January 4, 2016 11:08 AM
I wrote the following for the book this morning. Since I’m not sure it will make it to the final manuscript, I’m including it below. It’s a first draft, so forgive any grammar errors or general clunkiness.
Four of My Past Lives
After my first, unexpected recollection of my 11th century Scottish past life, I decided to see if I could recall other lives using the same rapid breathing technique that my friend Sula had introduced me to (a method similar to holotropic breathwork).
Over the course of a few months I would “recall” over a dozen past lives, but only three of these experiences were recalled all at once in the manner of my first past life memory. The remainder were recalled scene-by-scene, where I wouldn’t know what was going to happen next. I have since disregarded these scene-by-scene recollections for two reasons:
- They did not feel nearly as powerful as the “recalled all at once” past lives.
- The scene-by-scene experience differs too much from the way I recall normal memories (all at once), so I attribute these to imagination brought on by trying too hard to recall a previous life.
But that still left me with four, powerful past lives which were vividly recalled. Properties of each of these lives still affect me today. Below I present them in the order I believe they were lived.
The 11th century Scotsman. In this life (discussed above), I committed suicide by jumping off a cliff. While I do not have any fear of heights, I do have a fear of falling which I discovered when I first parachuted out of a helicopter in the Army. When jumping from a military plane, your body is buffeted around by the blast of air and there is no sense of falling before the chute opens, but when jumping from a helicopter, you have almost a six second free fall before the chute deploys and it was then that I discovered that I was terrified of falling. Heights don’t bother me in the least, but the thought of falling fills me with an almost physical dread.
I attribute this odd combination (comfortable with heights but terrified of falling) to life in the coastal region of the Scottish highlands—I was very familiar and comfortable with cliffs and their heights, but had never known what the act of falling would feel like… until it was experienced first-hand upon my suicide.
Additionally, because of the traumatic effect of religion on that life (I left my wife to join a Christian monastery and she killed herself because of it), I suspect this is why I have always been suspicious of the motivations of organized religions (I often tell new acquaintances, I may be the most spiritual person you’ve ever met, but I don’t have a religious bone in my body).
American Indian. This was a very pleasant life somewhere around the Great Lakes region of North America. I’m not sure of the century, but we had no contact with other races or cultures. It was a peaceful time period with no warfare with other tribes or peoples. I had three wives and numerous children and grandchildren. I remembered somehow knowing it was time to die (of natural causes), climbing a bluff overlooking a valley and lying down in the grass to await a very peaceful death.
I attribute this previous life to my deep love, attraction and connection to nature.
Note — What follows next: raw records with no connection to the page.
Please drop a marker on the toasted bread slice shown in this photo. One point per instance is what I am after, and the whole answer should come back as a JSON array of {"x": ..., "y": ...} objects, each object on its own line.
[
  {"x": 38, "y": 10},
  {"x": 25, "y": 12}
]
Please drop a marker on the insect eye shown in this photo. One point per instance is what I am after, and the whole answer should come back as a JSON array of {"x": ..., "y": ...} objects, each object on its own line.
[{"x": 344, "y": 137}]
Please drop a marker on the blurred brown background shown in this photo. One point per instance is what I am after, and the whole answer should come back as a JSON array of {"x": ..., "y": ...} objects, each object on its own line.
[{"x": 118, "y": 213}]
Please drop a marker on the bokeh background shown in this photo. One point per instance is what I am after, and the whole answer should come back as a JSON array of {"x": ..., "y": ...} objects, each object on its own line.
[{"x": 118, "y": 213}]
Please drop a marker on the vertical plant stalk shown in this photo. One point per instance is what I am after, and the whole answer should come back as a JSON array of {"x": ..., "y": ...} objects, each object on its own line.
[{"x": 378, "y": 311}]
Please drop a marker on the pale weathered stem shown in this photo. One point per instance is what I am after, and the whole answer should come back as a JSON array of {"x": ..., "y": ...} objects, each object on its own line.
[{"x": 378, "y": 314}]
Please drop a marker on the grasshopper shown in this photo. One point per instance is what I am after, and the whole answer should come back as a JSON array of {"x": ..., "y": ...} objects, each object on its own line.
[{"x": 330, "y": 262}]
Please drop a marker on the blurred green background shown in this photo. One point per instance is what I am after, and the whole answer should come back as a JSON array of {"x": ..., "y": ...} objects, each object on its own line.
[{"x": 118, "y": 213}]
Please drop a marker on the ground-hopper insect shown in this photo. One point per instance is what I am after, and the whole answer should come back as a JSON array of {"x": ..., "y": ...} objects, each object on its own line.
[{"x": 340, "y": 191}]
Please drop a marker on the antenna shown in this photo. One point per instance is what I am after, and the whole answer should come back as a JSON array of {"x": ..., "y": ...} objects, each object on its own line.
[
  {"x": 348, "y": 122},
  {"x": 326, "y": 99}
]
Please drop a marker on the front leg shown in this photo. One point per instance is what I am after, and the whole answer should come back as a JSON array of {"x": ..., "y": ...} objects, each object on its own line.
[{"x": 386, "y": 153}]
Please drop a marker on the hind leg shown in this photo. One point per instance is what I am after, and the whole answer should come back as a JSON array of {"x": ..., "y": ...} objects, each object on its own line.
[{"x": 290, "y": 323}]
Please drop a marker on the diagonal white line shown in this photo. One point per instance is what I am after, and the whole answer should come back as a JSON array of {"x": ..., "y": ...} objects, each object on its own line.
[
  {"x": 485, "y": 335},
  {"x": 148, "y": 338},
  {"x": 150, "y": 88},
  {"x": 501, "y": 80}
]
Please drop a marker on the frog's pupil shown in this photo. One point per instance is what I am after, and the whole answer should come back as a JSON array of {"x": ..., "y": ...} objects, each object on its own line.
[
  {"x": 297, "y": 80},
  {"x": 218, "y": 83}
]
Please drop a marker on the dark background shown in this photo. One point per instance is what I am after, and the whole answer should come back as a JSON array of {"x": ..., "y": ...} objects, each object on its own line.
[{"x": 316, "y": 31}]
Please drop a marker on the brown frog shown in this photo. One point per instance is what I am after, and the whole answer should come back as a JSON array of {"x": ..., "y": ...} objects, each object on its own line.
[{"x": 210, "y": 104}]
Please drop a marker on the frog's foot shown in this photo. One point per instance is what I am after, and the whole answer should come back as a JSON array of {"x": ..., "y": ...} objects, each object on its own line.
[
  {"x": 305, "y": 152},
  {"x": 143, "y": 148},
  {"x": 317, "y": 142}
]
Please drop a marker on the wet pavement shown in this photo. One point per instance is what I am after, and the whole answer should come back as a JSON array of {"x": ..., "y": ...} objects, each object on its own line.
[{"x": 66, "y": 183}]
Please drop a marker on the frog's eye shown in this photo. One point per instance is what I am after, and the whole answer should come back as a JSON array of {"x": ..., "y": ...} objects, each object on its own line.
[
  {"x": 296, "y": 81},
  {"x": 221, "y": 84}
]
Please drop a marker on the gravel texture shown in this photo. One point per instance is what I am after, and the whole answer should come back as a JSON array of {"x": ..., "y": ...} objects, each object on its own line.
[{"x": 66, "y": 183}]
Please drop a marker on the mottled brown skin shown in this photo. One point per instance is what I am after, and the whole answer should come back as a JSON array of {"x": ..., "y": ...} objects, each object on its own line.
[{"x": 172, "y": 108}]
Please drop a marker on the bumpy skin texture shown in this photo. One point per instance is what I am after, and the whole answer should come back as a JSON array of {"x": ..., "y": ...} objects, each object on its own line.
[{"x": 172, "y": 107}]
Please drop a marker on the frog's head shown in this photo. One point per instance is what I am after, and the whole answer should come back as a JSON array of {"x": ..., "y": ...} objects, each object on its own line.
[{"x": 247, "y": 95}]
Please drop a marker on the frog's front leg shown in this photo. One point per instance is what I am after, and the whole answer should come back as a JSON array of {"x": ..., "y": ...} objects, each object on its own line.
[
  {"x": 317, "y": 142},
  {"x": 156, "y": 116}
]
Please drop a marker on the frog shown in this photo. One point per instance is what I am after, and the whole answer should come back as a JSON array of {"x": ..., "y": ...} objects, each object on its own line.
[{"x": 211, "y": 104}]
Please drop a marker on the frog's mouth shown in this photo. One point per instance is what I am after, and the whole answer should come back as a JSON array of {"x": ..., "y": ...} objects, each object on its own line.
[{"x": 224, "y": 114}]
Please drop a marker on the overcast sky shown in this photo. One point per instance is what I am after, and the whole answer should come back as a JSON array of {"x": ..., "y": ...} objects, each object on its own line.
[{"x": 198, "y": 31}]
At the time of this writing, I have been living as a full-time “nomad” for the last seven years, mostly in national forests and other public lands.
African Slave Woman. Probably the 18th century. Captured and raped repeatedly while chained in the dark hold of a large wooden ship at sea. After gravely injuring one of my attackers, I was tossed into the sea (still chained) and drowned.
Oddly enough I have absolutely no fear of water nor drowning, indeed, I feel safe, secure and comforted by the embrace of the sea while swimming. I attribute this seeming contradiction to my attitude as the slave woman: The sea (and drowning) were a welcome release from terrible suffering.
Additionally, I have a strong aversion to powerful people, particularly dominant women (a sexual aversion to dominant women). This can be understood when you consider the affects of repeated rapes by members of the opposite sex.
Norwegian Ship Builder. Late 18th or early 19th century? This was a pleasant life. I had a son (my current nephew) but don’t remember my wife. I died when a large, thick board sprang loose from the front keel of a ship I was helping to build. I had just enough time to start to duck when the board struck me in the forehead, killing me instantly.
This is a good example of birthmarks being reflected in the current life as I have an odd indentation in my skull (left forehead) remarkably similar to what the edge of a board would make, and an unusual “wrinkle” in the skin above the hairline of my right forehead. I was not aware of either of these “birthmarks” before this memory (I found the indentation immediately after recalling this life because my hand went straight to that part of my skull as I relived the experience, and the “wrinkle” I only discovered after I started shaving my head).
These examples should not be thought of as evidence, since I have no way to verify their authenticity, but I present them to serve as some examples of what we’ve learned about the Soul: “Lesson” type lives alternated with “resting” type lives; how these lessons from past lives affect our attitudes/emotions in our future lives; and how physical trauma from a previous life can result in birthmarks or defects in future lives.